What impressed me when we were there was the close sense of community, and the way decisions are made and tasks carried out in such a way that the whole community benefits, not just some. So when the hunt is on, for instance, and caribou meat is brought back to the village, it’s prepared and smoked in communal smoke houses, and everyone gets their share, young or old, hunters or not. In fact the most vulnerable are given their share first.  

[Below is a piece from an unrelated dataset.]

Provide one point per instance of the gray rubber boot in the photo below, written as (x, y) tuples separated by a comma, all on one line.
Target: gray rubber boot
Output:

Old Crow, Kapuskasing, La Chureca in Managua – these are places where I’ve learned that although I am well off materially, sometimes I am really spiritually poor by comparison with those who have much less. I have a less generous heart. I’m cautious when I could be extravagant in sharing. I hold back, when others freely give.  

We have so much to learn about radical generosity and hospitality. And, thanks be to God, we have so many opportunities to practise! - to practise moving beyond comfortable giving to sacrificial giving; beyond self-interest to care for the whole community; beyond what’s reasonable to what’s extraordinary.  

Jesus highlighted for us the widow with so little, who cared and loved enough to give it all away. May he teach us to see her, really see her, as living in the way of the kingdom of heaven, to which we’re all invited. Amen.